Add one thing at a time. Don’t renovate the whole house at once – larger implications like CRM take a full year to nine months. For a marketing program, take six months without changing anything else. 

What I’ve learned from changing too much, too often, is that you don’t build the habits firm-wide to squeeze the value from a platform. The second one will cause a stir – stop focusing on integrations as the required criteria. Ironically, Asset-Map spends hundreds of thousands of dollars supporting and building integrations with our peers. But I have found again and again that a tool that does not integrate, but that I actively use, is more effective than one that integrates. Focus on the value proposition first. Eventually, if you are vocal enough, the tech firms will integrate to please their customers.

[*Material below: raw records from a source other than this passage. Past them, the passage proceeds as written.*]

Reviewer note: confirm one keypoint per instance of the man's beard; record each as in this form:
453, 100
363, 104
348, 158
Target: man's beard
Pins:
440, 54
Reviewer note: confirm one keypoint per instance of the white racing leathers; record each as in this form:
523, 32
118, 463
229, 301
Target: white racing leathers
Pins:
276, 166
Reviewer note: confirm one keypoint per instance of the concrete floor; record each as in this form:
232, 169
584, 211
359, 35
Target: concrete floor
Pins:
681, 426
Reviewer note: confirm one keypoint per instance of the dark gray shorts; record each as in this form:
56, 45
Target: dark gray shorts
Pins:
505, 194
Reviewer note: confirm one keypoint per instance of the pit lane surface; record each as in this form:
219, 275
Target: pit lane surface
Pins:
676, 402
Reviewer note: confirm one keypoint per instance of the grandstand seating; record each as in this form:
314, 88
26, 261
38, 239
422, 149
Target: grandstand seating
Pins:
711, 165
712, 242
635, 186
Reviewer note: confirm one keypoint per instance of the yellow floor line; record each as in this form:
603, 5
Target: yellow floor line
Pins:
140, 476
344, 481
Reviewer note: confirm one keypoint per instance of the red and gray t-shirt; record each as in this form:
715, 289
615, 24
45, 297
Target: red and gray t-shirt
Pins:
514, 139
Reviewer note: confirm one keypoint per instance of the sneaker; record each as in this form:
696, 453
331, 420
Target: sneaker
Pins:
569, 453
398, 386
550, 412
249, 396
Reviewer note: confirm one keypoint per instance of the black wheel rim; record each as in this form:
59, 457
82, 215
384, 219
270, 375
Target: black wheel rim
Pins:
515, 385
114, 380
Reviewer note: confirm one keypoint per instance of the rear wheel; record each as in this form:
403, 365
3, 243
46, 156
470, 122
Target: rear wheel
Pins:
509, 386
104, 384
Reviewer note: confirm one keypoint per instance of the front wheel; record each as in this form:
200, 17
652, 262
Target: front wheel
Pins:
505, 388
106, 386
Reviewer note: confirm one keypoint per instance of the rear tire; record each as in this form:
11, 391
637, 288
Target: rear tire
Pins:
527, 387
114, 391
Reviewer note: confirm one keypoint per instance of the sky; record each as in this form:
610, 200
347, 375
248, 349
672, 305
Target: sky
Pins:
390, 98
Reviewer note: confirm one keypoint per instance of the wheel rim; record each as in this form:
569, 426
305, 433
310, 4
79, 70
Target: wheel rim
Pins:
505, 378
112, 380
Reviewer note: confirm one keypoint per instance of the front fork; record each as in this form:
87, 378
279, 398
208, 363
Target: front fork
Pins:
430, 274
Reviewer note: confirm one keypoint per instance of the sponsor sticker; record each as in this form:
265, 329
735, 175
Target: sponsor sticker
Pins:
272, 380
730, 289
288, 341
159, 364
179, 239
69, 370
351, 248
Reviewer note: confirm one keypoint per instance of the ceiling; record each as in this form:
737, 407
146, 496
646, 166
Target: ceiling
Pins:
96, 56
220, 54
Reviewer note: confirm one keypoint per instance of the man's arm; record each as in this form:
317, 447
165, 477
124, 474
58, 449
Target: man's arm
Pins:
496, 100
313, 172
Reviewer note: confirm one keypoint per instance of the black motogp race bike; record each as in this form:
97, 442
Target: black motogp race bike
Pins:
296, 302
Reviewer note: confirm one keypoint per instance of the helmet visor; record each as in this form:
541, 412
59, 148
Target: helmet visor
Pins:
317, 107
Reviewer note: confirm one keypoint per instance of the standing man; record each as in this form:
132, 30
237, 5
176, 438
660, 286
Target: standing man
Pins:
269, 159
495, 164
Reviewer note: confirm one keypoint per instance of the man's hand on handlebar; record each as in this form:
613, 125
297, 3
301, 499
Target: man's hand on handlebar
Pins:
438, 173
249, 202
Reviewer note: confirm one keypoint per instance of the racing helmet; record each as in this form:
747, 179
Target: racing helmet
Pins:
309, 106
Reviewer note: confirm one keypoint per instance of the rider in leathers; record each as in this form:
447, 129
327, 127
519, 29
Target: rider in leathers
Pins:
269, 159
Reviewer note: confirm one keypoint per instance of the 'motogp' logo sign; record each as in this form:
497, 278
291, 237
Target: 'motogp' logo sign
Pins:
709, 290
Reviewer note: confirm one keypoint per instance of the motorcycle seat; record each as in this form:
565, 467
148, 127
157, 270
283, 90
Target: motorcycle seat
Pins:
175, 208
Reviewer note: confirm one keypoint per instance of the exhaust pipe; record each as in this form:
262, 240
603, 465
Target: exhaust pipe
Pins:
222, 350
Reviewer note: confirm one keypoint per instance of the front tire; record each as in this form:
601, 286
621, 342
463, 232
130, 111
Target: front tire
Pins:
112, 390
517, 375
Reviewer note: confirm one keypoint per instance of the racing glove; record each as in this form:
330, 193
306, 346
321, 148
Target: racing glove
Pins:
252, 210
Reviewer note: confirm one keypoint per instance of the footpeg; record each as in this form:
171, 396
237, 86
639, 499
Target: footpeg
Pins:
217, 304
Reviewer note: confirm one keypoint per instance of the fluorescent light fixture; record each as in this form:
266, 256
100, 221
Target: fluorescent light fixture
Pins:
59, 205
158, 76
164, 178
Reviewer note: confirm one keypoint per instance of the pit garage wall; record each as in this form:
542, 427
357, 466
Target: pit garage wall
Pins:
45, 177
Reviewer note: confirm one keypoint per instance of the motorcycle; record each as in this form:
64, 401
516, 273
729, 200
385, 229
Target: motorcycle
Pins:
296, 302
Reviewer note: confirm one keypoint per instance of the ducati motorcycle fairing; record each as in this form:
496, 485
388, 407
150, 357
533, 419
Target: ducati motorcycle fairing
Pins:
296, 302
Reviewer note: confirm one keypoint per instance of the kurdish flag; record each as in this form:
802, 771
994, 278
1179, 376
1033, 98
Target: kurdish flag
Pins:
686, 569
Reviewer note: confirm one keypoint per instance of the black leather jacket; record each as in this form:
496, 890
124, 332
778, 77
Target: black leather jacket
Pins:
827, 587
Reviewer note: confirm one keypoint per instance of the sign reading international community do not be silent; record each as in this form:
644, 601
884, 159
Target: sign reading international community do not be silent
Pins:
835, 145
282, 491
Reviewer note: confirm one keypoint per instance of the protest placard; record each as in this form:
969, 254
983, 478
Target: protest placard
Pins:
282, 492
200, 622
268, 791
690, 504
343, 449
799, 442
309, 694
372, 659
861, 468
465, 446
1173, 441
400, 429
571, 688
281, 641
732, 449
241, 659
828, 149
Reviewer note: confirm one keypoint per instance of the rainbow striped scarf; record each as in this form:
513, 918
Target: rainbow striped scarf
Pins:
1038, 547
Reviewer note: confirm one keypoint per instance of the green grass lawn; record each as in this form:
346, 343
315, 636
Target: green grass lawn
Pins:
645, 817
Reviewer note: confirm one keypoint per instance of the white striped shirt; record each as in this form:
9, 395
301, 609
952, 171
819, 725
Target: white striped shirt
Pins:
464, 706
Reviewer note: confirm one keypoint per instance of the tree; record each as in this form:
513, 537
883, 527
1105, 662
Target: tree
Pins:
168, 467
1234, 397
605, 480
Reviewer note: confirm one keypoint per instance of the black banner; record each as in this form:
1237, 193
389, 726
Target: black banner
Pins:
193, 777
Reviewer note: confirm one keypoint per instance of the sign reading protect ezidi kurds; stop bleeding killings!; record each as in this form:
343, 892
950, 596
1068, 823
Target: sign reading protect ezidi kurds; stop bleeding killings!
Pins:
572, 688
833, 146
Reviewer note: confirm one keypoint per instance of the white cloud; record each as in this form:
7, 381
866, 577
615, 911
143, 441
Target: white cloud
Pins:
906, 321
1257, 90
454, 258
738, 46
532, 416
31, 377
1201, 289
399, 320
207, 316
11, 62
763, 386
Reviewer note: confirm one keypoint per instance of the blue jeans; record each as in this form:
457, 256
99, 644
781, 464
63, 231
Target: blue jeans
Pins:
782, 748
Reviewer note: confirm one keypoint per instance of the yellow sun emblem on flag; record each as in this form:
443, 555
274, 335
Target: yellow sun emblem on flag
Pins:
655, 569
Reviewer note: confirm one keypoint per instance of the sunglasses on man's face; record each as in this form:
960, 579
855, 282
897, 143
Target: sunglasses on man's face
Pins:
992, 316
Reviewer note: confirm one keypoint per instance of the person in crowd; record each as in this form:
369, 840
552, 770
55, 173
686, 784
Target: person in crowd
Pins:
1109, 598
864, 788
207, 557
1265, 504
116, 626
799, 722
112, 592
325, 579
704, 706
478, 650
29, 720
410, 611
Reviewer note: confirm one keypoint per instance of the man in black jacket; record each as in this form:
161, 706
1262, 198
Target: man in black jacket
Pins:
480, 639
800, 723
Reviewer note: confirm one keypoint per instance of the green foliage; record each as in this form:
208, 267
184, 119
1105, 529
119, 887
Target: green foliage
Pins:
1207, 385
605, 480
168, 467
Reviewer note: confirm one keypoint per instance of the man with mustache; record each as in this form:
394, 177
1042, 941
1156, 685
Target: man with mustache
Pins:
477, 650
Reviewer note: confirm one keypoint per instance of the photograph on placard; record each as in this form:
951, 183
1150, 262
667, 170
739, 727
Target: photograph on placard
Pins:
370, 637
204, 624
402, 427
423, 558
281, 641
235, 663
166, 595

What are you looking forward to the most about attending AdviceTech.LIVE?

  1. For me it’s hearing the gems that are going to come out of this program and knowing that there is an audience member that will grab an idea learned and build a thriving practice that touches hundreds of lives. 

  2. AdviceTech.LIVE is unscripted-  It’s like a reality TV show with thousands of nearly anonymous viewers who can be a fly on the wall or join a breakout room and interact with a tech firm directly.  That level of entertainment experience requires tension to remain relevant – and I think that having traditional competitors come together on the main stage in an unscripted, open forum, is on the fringe of exciting. 

  3. The willingness of our co-sponsors to go on stage to engage in conversation with competitors and peers is a testament to the community behind the financial advice market in the United States. Believe it or not, we all know, or know of each other, and have deep respect for the profession of delivering advice. I am looking forward to seeing how this plays out just like everyone else.